Have you read the one about the fake honey? There is lots of it in Canada, almost 23 percent of the tested samples proved to be sticky mix of corn syrup and sugar derived from various sources such as rice, beets and others, instead of pure honey. It would be helpful to have names for all the brands selling fake honey but that has yet to surface if at all.

For anyone who does not believe in getting rich via lies and deceit it’s frustrating to think we are at the mercy of food crookery. Come to think of it, one wonders what the consequences are for those who engage in such activities, given that our justice system is so lenient, but I’ll leave that for another column.

Meanwhile, what about those who wish to spread some honey over that sourdough slice, or buttered toast? Where is the good honey hiding? Actually, nowhere secret; it’s in plain sight at the farmer’s market or local shops. Have you tried any? I have my favourites, so it’s hard to choose. Local, real honey is flavourful and somewhat addictive. I mean that in the best way, far from the stereotypical sugar addiction. You come to know goodness when you taste it. The closer you are to where your food is being produced, the higher the chance it’s real.

It goes way beyond honey of course.

When it comes to food, history has been taking us to the same conclusion: cheap is not where it’s at. By cheap I mean very cheap, which is what so much of the mainstream food has become (and with that food waste has increased to shameful volumes.)

To be clear, I am not an advocate for expensive food, but for real and local. Good food is simple and tasty. After many years of shopping at various farmer’s markets, whether here or on the coast, or in various other B.C. places I have visited, I am surprised by this one thing: Food sold at farmer’s markets is reasonably and fairly priced, (according to hours of work, resources, losses etc.) and it’s plenty.

If I buy a bag of green beans I will be able to use every single one of them with nothing thrown out. Then there’s the taste and texture; picked that morning or the night before. Then there’s the human element that sweetens the deal. You get to know who grows your food and they get to know your preferences. It’s an exchange like no other.
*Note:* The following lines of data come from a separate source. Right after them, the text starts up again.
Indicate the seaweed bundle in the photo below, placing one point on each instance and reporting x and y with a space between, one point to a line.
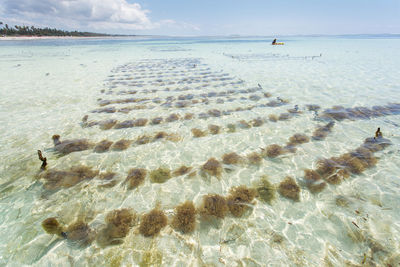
239 199
119 223
160 175
212 167
135 177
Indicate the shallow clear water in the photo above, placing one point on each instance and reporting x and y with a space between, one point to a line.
46 87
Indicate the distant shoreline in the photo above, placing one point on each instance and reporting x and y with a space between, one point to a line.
24 37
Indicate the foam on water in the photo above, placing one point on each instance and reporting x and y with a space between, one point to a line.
47 87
I have written many times about the Kamloops farmer’s market. I love the celebration that takes place in our community every Saturday morning by the former Stuart Wood Elementary School and then again on Wednesdays mornings on Victoria Street; the joy of seeing familiar faces and sharing stories and laughter; the excitement that comes with getting your favourite foods and the surprise of trying something new; the treat indulgence which is part of it all (and by treat I mean anything from a crisp salad turnip – my weakness, to pastries, savoury treats or coffee.)
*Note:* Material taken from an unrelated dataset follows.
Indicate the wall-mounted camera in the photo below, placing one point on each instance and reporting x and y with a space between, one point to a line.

Another thing: The peace of mind that comes with the food you get at the market or in local stores is priceless. The fact that we have to be on alert for possible recalls is frustrating and unrealistic. It’s often not the fault of a single human, but a glitch in a system that has become too big for its own good. And yet, we forgive and move on. Here’s a link to the latest food recalls if you care to take a peek. Scary but avoidable.

As for the ultimate argument for locally grown food… when we eat what grows near, we want that near to be clean, be it water, soil or air. We become one of the elements of the cycle that keeps us fed and keeps us healthy. We become invested in that common cause of keeping the place we live in vibrant and the local economy thriving. While eating well. For real.